Polly eyed the spiralling lights on the detonator's screen and stepped back into the hot sunlight, preparing to bolt. Suddenly the lights went out and, realizing she just was not far enough away, Polly closed her eyes and cringed inwardly.
‘Transaction complete,' said Tack.
Polly opened her eyes to see him stepping in towards the object and its clinging explosive, his weapon again concealed while he pulled on surgical gloves. He stooped, pulled off the detonator and cast it to one side. He then stripped away the plastique, balled it, and tossed it in another direction.
You know, Polly, if it hadn't been for you, Marjae might still be alive. You can tell your friend there that I acquired him and his companions when they were walking over. The deal's done and now it's payback time.

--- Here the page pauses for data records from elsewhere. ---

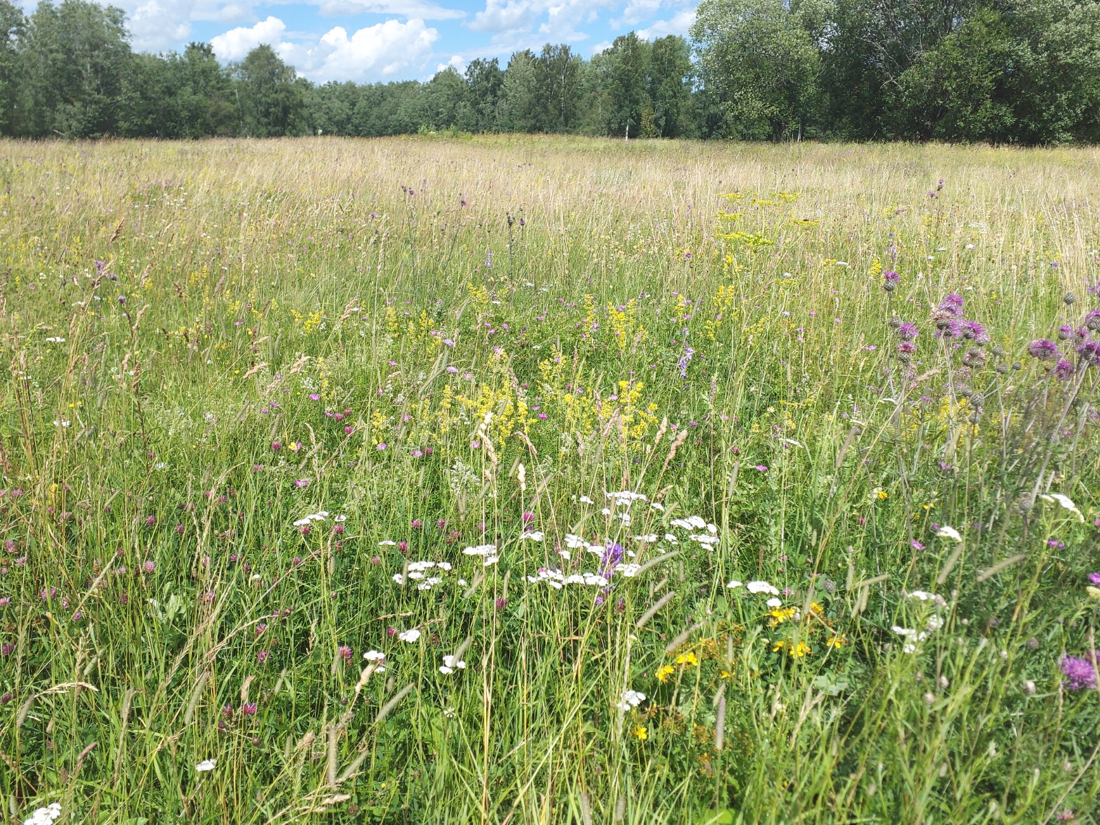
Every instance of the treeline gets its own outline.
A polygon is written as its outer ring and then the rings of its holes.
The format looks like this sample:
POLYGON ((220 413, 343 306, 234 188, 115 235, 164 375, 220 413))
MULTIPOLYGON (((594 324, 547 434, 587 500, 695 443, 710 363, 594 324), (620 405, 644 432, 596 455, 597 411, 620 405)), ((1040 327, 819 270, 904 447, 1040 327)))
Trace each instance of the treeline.
POLYGON ((691 35, 315 85, 270 46, 134 53, 119 9, 0 0, 0 134, 1100 142, 1100 0, 702 0, 691 35))

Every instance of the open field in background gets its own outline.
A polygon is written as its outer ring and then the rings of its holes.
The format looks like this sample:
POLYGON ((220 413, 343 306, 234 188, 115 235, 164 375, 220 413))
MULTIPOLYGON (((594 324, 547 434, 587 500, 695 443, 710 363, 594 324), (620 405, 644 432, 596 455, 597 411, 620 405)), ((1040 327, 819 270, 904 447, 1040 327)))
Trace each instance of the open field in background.
POLYGON ((0 157, 11 822, 1098 821, 1100 152, 0 157))

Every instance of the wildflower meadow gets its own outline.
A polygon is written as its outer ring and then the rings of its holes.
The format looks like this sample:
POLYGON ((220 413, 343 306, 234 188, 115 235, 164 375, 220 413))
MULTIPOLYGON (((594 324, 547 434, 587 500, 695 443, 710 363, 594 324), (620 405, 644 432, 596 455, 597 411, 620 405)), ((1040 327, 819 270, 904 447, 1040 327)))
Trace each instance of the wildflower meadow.
POLYGON ((1100 151, 0 147, 4 822, 1100 821, 1100 151))

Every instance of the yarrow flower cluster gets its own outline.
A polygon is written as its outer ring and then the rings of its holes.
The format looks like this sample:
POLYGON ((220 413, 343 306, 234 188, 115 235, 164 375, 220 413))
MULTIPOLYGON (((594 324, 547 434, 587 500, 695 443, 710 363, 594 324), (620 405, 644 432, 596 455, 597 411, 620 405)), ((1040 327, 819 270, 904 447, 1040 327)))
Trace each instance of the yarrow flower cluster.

The detonation came from behind and Polly turned in time to see the underside of the Macrojet as it turned in a conflagration. Two other hits swatted it along the ground as if it was fashioned of balsa and papier mâché, blowing it to pieces. Glancing back, she saw Tack raising his seeker gun and she ran for the trees.
Interdiction find.
The mosquito whining of seeker bullets was suddenly all around her—their winged shapes whipping through the air like June beetles. Coming out of
brambles some way ahead of her, with leaves stuck to his long coat, she saw one of Tack's companions levelling his gun at her. Then he doubled over, and the dull thud of a muffled detonation spread his insides across the dry grass.
Not target. Interdiction pause
.
Behind her she could hear the killer, Tack, pursuing. She turned to her left as there came the low coughing of a nearby gun.
Interdiction find
.
A seeker round whined past her and hit a sapling just ahead, blowing it in half. Another round whined overhead, made a strange whuckering sound, then spiralled into the earth directly in front of her and exploded. She leapt the smoking hole and just kept on running. The shots were missing her and she just did not understand why.
 
PROVISH WAS RIGHT. IN the fucking tower! In the t—
That was Airan, the remains of whom Tack passed only a minute later. The seeker round had taken off his head, which was especially unlucky for him because he, like Tack, had taken the precaution of wearing a moly-Kevlar undershirt.
Firing again at the girl dodging between the trees, Tack watched in amazement when the round—programmed to hunt her down—veered left and slammed into the remains of an old brick wall. With no time to check his weapon, Tack thumbed off its programming facility, took careful aim, and held his finger down on the trigger. Retaining their casings the rounds now went where he aimed. Trees flared and burning bark showered down, as the girl jumped a drainage ditch. Too many trees and she was moving fast. Tack sprinted after her, only to hear a familiar whining behind him. The round fired from the tower slammed into his back, knocking him face-down next to the ditch. He struggled upright and another round exploded on his chest knocking him backwards into the ditch. Briefly he caught a glimpse of the girl turning and sprinting back towards the ruins, then he blacked out.